Xilinx / inference-server

https://xilinx.github.io/inference-server/
Apache License 2.0
43 stars 13 forks source link

Add C++ worker #172

Closed varunsh-xilinx closed 1 year ago

varunsh-xilinx commented 1 year ago

Summary of Changes

Motivation

Similar to the other workers that accept a "model" and execute it, I've added a C++ worker that can execute a C++ shared library. Instead of needing to write custom workers for every new C++-based operation, a simpler "model" can be described that should accept a batch, perform some computations, and produce a new batch. Thus, the C++ worker is the first baby step towards model ensembles: all workers will need to do this.

Implementation

Historically, ParameterMap was passed around as a mix of shared pointers, raw pointers, references and by value at different points. Now, it's more uniformly passed around with a const reference or by value where the underlying function modifies it. All calls accept the object itself rather than an address or pointer.

The C++ worker uses dynamic loading to load a shared library that defines a C++ model. The C++ model API is defined as follows (for now):

  1. getInputs(): get a vector of Tensors describing the inputs
  2. getOutputs(): get a vector of Tensors describing the outputs
  3. run(): accepts two batch pointers (one input, one output)

The model is not given access to the memory pool and so the C++ worker is responsible for creating a new batch, allocating buffers based on the model's inputs and outputs, and passing this batch to the model. Of course, this only works if the input and output shapes are known. I've added two models so far, echo and echo_multi, based on their workers of the same name. In theory, those workers can be entirely replaced by these two models but I haven't done it yet because the echo worker is used in many of the tests. But the two models with different input/output shapes adds confidence that the worker can run arbitrary C++ models.
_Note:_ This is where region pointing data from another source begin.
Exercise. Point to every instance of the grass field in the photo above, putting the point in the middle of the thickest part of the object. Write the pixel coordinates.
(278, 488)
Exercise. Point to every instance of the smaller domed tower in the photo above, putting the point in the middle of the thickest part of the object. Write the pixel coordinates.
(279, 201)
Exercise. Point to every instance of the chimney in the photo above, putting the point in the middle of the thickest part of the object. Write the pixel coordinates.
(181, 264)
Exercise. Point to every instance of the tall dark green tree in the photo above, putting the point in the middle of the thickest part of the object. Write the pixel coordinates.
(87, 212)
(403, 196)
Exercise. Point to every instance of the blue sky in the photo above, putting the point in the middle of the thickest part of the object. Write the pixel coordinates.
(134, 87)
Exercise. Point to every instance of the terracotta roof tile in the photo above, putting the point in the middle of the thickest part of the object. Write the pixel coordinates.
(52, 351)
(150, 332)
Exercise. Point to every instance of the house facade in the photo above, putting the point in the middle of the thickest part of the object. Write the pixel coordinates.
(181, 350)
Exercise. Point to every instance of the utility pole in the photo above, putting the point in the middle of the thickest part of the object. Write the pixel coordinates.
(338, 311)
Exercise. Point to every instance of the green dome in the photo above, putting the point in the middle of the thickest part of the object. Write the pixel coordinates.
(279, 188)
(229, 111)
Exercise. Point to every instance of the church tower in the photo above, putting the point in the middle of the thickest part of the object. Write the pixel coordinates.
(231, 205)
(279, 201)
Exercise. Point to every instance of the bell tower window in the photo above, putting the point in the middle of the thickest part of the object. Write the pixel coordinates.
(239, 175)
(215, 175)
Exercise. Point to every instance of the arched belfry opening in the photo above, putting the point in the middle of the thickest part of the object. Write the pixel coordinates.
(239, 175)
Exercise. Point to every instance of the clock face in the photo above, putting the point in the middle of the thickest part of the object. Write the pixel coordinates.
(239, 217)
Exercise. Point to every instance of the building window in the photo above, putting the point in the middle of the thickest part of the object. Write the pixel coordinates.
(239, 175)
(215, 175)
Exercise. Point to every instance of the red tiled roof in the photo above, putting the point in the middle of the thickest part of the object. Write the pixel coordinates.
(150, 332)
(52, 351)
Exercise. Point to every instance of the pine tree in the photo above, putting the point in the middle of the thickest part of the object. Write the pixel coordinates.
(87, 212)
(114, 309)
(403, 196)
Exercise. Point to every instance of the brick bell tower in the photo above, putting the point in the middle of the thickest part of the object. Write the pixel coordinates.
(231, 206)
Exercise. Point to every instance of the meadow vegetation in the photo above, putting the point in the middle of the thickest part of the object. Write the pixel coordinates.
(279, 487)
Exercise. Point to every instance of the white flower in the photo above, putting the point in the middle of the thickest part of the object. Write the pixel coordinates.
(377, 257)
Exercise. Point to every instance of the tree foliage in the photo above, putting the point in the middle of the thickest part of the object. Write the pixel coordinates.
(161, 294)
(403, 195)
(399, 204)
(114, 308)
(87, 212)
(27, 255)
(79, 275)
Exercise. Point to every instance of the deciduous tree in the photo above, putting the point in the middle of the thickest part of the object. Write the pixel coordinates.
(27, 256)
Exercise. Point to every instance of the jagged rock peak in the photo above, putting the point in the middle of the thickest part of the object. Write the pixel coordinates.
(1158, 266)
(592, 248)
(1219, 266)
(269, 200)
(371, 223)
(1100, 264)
The other change has been to refactor the inference request objects and tensors into new files and create an inheritance hierarchy based on Tensor -> InferenceTensor -> (InferenceRequestInput, InferenceResponseOutput). This lets us use the objects in related contexts and reduces logic duplication.

Notes

Currently, "models" with non-deterministic input and output tensor shapes are not supported. One way to support variable input/output shapes would be to let the model return empty input/output shapes and use a different override of the run method that accepts a single batch pointer and returns a new unique_ptr to a batch. The model would have to allocate new memory separate from the memory pool.

gbuildx commented 1 year ago

Build successful!